On Behalf of Cooper & Cooper Law Offices, PLLC | Sep 21, 2021 | Probate |

As someone’s executor or personal representative, it is your job to manage the probate process and settle their unresolved business. You will need to file taxes, pay debts and distribute assets to family members. 

You do all of that while bound by a fiduciary duty to the estate. A fiduciary duty is the highest level of duty that a person can have to someone else. It involves an obligation to put the other party’s best interests above your own wishes or needs. What does that mean for you as an executor?

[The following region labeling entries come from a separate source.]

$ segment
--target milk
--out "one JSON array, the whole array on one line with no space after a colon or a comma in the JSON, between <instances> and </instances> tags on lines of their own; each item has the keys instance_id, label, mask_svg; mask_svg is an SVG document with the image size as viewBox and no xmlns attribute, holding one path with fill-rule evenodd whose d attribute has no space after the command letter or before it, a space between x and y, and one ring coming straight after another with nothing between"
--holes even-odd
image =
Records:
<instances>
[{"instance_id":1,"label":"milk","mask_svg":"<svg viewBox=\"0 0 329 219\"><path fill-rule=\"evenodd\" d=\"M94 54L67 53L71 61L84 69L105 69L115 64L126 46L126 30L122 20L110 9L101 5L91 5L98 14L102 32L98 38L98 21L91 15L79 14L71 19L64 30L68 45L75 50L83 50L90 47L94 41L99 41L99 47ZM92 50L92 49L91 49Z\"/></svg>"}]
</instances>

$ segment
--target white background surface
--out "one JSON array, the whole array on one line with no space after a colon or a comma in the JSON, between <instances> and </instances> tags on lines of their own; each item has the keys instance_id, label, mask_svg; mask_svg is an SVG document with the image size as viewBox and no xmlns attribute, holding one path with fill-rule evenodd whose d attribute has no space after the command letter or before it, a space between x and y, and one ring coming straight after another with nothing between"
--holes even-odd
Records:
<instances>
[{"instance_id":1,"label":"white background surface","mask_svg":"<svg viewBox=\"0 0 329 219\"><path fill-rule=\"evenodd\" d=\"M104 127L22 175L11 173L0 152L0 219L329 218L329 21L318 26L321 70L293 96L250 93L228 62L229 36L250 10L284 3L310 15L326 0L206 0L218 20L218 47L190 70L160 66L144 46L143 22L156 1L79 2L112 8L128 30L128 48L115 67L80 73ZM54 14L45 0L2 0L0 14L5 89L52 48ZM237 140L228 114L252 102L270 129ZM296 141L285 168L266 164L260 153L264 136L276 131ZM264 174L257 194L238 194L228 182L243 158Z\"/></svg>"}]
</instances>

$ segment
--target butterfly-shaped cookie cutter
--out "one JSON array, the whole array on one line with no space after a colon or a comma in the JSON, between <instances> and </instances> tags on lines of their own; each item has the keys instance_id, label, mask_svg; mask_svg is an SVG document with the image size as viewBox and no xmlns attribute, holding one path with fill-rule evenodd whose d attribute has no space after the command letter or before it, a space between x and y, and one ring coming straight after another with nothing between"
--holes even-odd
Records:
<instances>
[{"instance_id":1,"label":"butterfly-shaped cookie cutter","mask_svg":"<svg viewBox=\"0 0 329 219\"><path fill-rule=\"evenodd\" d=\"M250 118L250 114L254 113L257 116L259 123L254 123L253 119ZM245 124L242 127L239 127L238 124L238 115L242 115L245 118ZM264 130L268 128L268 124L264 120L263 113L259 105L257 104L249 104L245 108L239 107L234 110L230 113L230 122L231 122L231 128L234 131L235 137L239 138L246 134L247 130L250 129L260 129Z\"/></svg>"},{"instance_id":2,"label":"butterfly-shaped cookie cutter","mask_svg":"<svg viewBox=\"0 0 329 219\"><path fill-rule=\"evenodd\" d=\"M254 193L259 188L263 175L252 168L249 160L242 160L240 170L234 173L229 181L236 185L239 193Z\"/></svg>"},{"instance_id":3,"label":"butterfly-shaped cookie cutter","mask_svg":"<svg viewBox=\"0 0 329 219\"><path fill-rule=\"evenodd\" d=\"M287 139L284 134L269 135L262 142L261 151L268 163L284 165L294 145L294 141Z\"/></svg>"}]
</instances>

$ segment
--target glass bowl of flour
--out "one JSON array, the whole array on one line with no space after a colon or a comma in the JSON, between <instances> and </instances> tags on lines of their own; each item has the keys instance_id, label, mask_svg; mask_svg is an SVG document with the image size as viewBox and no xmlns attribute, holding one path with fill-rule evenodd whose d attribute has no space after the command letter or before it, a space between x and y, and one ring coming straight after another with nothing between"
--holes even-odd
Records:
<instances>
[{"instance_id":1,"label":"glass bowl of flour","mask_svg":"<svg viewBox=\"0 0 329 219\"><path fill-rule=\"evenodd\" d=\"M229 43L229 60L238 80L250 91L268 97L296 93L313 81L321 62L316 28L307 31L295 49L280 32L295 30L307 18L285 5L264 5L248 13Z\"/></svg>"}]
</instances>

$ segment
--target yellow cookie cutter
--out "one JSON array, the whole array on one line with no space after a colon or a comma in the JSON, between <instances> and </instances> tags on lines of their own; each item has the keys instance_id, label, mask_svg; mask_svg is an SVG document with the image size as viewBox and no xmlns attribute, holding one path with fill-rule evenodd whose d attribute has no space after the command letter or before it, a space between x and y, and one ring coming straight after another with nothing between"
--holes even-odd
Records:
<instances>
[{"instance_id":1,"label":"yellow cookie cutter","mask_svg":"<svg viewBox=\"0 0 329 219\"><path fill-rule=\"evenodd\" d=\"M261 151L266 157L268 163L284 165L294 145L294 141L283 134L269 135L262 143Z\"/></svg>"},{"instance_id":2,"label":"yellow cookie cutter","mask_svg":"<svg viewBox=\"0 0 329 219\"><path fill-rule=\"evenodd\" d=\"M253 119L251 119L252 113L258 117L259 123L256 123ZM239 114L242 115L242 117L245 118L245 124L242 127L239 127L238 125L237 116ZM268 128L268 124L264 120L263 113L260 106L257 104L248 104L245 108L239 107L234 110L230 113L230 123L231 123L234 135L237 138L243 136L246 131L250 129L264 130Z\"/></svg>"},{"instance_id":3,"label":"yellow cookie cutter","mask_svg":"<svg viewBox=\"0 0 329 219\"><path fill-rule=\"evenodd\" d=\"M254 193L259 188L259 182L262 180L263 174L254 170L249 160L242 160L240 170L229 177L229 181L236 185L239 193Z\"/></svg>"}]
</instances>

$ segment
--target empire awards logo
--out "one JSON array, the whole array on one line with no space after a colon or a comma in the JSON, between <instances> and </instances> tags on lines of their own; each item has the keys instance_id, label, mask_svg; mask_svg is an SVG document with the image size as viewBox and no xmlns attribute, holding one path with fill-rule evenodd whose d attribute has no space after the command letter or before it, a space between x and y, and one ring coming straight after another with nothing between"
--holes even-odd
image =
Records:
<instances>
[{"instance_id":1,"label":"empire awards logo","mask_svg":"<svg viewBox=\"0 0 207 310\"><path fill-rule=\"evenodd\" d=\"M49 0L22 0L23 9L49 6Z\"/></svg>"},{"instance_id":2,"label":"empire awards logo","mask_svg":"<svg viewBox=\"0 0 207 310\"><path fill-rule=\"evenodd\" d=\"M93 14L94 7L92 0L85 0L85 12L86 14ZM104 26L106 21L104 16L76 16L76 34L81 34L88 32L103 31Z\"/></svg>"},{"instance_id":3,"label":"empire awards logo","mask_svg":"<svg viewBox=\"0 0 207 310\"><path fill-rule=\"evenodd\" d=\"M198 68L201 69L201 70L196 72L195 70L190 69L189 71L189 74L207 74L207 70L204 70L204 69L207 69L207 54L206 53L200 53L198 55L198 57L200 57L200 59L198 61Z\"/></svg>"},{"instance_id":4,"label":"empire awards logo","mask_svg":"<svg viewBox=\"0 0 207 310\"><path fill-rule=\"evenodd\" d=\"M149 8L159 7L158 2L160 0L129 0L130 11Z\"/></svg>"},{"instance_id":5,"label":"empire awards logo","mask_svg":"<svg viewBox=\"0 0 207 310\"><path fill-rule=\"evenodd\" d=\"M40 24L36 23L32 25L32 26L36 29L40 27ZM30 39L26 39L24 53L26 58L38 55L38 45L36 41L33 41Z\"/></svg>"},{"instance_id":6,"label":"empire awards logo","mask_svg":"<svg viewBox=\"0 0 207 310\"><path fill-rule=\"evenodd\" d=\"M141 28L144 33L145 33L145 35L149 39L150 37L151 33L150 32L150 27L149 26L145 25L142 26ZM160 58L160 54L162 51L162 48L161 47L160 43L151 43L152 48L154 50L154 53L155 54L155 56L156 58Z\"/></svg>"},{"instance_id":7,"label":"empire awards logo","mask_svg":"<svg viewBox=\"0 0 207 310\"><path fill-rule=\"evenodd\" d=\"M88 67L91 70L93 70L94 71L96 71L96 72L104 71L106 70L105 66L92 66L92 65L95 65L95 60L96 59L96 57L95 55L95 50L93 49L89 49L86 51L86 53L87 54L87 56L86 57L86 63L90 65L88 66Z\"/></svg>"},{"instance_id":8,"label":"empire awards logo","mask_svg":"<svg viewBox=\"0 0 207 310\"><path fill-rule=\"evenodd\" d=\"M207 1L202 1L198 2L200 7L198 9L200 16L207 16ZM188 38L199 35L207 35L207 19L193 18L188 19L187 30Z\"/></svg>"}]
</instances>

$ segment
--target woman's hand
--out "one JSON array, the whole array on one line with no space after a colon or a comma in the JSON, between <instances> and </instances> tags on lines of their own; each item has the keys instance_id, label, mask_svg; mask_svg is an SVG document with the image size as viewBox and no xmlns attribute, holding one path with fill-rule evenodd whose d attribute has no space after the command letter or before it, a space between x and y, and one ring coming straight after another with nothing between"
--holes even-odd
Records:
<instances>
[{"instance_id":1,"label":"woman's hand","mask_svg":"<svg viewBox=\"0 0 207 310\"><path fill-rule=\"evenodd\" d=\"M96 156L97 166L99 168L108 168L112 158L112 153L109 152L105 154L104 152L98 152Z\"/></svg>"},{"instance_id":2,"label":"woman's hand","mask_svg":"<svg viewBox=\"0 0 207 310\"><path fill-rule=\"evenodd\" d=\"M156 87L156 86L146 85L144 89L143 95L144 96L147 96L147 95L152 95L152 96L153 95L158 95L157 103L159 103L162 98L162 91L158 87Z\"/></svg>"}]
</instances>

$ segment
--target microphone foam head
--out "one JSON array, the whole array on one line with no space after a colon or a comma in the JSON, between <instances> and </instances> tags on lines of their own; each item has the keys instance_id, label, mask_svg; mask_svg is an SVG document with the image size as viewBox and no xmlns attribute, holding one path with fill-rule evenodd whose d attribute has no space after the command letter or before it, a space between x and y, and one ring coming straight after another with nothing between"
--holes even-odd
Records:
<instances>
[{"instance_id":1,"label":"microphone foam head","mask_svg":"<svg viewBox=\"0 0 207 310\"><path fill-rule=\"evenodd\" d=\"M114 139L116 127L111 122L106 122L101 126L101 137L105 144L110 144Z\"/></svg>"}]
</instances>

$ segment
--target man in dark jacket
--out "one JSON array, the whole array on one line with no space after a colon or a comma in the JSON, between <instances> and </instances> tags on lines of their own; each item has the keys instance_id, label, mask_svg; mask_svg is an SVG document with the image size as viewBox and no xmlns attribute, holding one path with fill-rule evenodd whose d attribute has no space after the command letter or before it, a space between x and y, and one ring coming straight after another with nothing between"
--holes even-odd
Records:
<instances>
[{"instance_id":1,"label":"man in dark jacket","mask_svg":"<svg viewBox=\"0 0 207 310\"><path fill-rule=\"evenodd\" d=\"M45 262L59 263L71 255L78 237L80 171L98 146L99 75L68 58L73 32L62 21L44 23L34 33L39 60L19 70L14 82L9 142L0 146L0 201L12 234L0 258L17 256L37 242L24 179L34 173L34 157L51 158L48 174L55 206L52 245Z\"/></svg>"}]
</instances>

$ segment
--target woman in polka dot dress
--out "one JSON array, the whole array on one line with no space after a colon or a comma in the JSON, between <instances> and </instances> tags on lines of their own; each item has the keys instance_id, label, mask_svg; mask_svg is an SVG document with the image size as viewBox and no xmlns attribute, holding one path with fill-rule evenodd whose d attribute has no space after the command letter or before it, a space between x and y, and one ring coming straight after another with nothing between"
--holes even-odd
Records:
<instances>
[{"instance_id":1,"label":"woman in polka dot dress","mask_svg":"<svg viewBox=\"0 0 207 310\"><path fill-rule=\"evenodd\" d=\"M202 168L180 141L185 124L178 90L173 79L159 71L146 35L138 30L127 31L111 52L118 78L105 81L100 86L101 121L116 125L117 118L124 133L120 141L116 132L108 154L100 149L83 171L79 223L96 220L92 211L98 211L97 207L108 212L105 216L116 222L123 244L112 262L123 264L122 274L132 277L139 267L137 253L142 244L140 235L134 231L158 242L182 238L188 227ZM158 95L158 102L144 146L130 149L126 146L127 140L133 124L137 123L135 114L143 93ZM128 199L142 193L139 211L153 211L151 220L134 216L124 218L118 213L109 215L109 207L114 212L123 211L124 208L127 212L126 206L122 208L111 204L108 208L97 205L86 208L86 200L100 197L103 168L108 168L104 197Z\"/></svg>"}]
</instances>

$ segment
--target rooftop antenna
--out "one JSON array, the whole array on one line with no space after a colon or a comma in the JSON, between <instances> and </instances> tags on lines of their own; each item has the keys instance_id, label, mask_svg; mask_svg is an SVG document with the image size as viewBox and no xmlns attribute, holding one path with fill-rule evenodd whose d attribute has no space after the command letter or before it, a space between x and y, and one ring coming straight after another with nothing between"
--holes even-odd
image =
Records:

Your fiduciary duty means that the beneficiaries come first

Your main job as executor is to handle all of the deceased’s outstanding personal matters. You will need to pay their debts, notify their creditors and secure their assets. You may also have to make decisions regarding the maintenance or sale of their property. 

Whenever you must make a decision, the most important consideration should be the beneficiaries of the estate. Your goal should be to maximize or protect their inheritance instead of profiting off your position as executor. You also need to do your best to comply with the terms set in the estate plan rather than imposing your own preferences on the estate or its assets. 

If someone can claim that you put your own interests ahead of the estate’s, that may give them grounds to challenge your position. Getting organized in your approach to estate administration and probate can decrease the likelihood of anyone challenging the steps you take as executor.